Iris now reached the cinder block wall that enclosed the Cross property. She tried the wooden gate that led into the patio, but it was locked. She continued up until she reached Cielo Way where she turned left toward the front of the Cross house. The yellow Ferrari was parked in the long driveway, and the minivan Iris had seen go up the hill was parked behind it. Cielo Way dead-ended into the Crosses’ front yard.
Iris noticed that the massive wooden front door of the Spanish Gothic house was ajar. The door, made of broad planks held together with strips of riveted metal, was originally from an old church in Spain. It creaked appropriately when she pushed it open. She walked into the foyer, her tennis shoes silent against the ceramic tile floor.
“Summer?” she said, none too loudly. She didn’t want to be accused of breaking in but had no intention of warning the woman of her visit. She crossed the foyer and descended the three steps into the family room which was separated from the foyer by an arch. The living room, dining room, and kitchen were to the left. Standing in the family room, through French doors that opened onto the patio, she saw Summer Fontaine vamping in skimpy lingerie on a patio lounge chair. A man was looking at her through a camera positioned on a tripod. A second man was holding a sheet of reflective material behind Summer’s head. Photography equipment was scattered about.

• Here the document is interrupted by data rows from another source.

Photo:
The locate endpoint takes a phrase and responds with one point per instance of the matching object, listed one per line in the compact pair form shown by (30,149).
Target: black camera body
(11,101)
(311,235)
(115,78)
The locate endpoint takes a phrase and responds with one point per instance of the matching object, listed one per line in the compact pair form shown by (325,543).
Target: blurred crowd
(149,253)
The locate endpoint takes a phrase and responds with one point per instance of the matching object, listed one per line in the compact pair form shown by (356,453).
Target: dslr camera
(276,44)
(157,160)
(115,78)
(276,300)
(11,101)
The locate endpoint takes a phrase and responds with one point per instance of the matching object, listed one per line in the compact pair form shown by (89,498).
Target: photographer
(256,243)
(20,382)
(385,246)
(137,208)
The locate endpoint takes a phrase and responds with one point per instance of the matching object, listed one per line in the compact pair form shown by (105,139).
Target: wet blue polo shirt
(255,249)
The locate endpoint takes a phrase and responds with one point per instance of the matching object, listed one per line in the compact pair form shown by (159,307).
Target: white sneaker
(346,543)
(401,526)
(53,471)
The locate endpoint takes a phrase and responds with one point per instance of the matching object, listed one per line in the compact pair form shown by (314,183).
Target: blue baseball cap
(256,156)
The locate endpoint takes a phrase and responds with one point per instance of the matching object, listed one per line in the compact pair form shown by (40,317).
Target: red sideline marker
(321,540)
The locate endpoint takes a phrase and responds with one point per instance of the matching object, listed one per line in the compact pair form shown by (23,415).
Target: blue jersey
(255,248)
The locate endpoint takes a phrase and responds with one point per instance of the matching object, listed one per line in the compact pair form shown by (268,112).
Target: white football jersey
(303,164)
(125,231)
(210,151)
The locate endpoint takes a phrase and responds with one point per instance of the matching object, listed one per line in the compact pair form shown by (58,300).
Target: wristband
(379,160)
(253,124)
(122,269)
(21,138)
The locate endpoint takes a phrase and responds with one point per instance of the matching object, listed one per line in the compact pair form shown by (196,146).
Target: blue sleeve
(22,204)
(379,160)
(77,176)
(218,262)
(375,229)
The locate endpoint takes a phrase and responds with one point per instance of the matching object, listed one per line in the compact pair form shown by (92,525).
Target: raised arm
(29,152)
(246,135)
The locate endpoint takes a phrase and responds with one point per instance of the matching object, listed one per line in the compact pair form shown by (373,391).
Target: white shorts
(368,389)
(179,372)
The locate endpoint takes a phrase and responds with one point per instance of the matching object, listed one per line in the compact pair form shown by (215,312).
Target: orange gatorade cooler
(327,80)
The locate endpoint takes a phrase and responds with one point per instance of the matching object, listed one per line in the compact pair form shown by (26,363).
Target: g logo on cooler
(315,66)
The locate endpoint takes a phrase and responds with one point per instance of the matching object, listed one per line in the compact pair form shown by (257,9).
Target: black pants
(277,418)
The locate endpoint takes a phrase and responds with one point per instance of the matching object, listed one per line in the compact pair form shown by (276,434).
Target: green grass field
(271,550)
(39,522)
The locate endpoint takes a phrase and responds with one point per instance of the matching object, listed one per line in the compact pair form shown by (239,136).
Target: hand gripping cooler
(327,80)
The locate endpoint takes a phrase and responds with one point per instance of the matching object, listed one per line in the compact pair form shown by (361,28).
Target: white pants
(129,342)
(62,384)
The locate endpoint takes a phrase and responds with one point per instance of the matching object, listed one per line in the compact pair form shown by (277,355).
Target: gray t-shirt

Iris saw red. Without hesitation, she burst through a set of French doors. “What the hell do you think you’re doing?”
Summer’s swollen lips, heavily colored with two tones of pink, first parted with surprise, then curled with disgust. “You ever think of ringing the doorbell?”
The two men looked at Iris with mild interest.
“Who are you?” she demanded.
The man who had been looking through the camera answered, “We’re from the National Enquirer. We purchased exclusive rights to photograph Summer at the murder scene.”
“Rights? You can’t sell rights you don’t have, Summer.” Iris snarled at the men. “Get out!”
“We’ve paid for photographs,” said the man with the camera, “and we’re not leaving until we get them.”
Summer bolted from the lounge chair. Her heavy breasts swayed beneath the sheer lingerie. “You get out! Kip knows all about this, okay? He doesn’t care if I make a little money. This is none of your business.”
“I won’t have you profiting from my friend’s murder.”
Summer put her hands on her hips. Her abdomen was so flat it was almost concave. “Bridget’s not around anymore and you don’t have a damn thing to say about anything that goes on here.” She drew back her lips, revealing bleached-white teeth. “Get out before I call the police and have you arrested for trespassing.”
Without another word, Iris left by the front door and ran back down the stairs all the way to her house where her mother and sister were still arguing.